I left all 4 boards - the remaining original 3 A101040 boards and the new P1601-01 - running the same modified matmul-16 for ever tests overnight
When I checked in this morning at around 08:00 the original 3 boards were still going strong (all be it having timed out approximately every 1000 - 1500 iterations) but the new board had hung - I estimate sometime around 1 or 2 am.
It refused to come back - not even the pre-boot messages from the serial port.
I left the mini-cluster powered down for a while and came back half an hour of so later. This time I managed to get the new board fired up - it ran 1000 or so iterations of my modified matmul-16 test then hung and once again would not boot at all for a while.
After an interlude playing with headless boot files and fixing corrupted SD card images I returned to the 7010 HDMI default boot files, and plugged in an HDMI monitor - after some more SD card image fixing the GUI login screen came up (note: I do not have suitable uUSB cables and adapters to plug in a keyboard and mouse - yet - on order).
Logging in again over SSH I went to run the modified matmul-16 forever test...the GUI login screen display sort of twitched and turned a sort of mauve colour and the SSH session hung.
That was the last sign of life from this board - I cannot even get the Zynq pre-boot messages and console (if no uSD-card present) to come up. The power LED and green Ethernet socket LED come on (the Ethernet one flashing as usual) but that's it.
Seriously unhappy and _not_ impressed with the Parallella at the moment despite my really wanting to like it - they seem to be a huge disappointment, and a great waste of time and money
[1] the modifications basically skip the host side check calculation and applies a timeout on the host when waiting for the Epiphany cores to finish so as to get the Epiphany to run the calculation as many times as possible to flush out cases where the host never reads the completion state from the Epiphany.

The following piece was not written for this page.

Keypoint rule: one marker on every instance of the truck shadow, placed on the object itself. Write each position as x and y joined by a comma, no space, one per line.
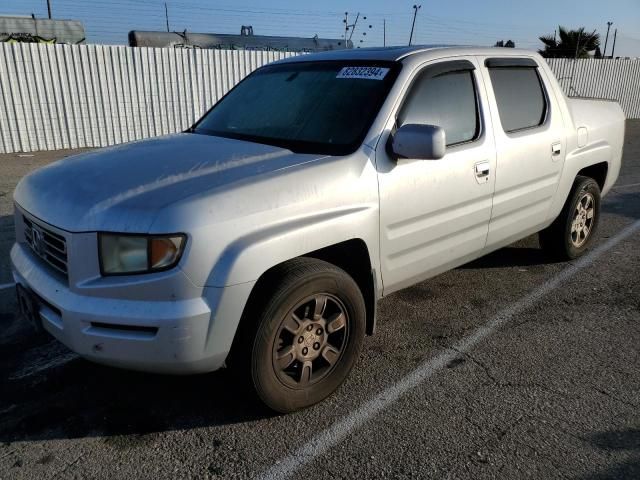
613,441
79,399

I ordered a Parallella P1601-01 from RS (UK) to replace a dodgy Kickstarter reward A101040 in a mini-cluster (see topic viewtopic.php?f=50&t=1438).
Having followed the instructions to mount the heat sink, made the J15 power-from-mounting-holes bridge connection, mounted and connected the board to power and network, changed the boot FPGA bin file to the HDMI for 7010 on the micro SD-card I applied power.
The board seemed to boot OK, the network came up and I could SSH into the board. It then ran about 500 or 600 iterations of the Epiphany LIST.E16 tests and then crashed. I noticed this around 21:00 last night (BST), re-booted and ran modified matmul-16 repeatedly [1].
I left all 4 boards - the remaining original 3 A101040 boards and the new P1601-01 - running the same modified matmul-16 for ever tests overnight
When I checked in this morning at around 08:00 the original 3 boards were still going strong (all be it having timed out approximately every 1000 - 1500 iterations) but the new board had hung - I estimate sometime around 1 or 2 am.
It refused to come back - not even the pre-boot messages from the serial port.
I left the mini-cluster powered down for a while and came back half an hour of so later. This time I managed to get the new board fired up - it ran 1000 or so iterations of my modified matmul-16 test then hung and once again would not boot at all for a while.
After an interlude playing with headless boot files and fixing corrupted SD card images I returned to the 7010 HDMI default boot files, and plugged in an HDMI monitor - after some more SD card image fixing the GUI login screen came up (note: I do not have suitable uUSB cables and adapters to plug in a keyboard and mouse - yet - on order).
Logging in again over SSH I went to run the modified matmul-16 forever test...the GUI login screen display sort of twitched and turned a sort of mauve colour and the SSH session hung.
That was the last sign of life from this board - I cannot even get the Zynq pre-boot messages and console (if no uSD-card present) to come up. The power LED and green Ethernet socket LED come on (the Ethernet one flashing as usual) but that's it.
Seriously unhappy and _not_ impressed with the Parallella at the moment despite my really wanting to like it - they seem to be a huge disappointment, and a great waste of time and money
[1] the modifications basically skip the host side check calculation and applies a timeout on the host when waiting for the Epiphany cores to finish so as to get the Epiphany to run the calculation as many times as possible to flush out cases where the host never reads the completion state from the Epiphany.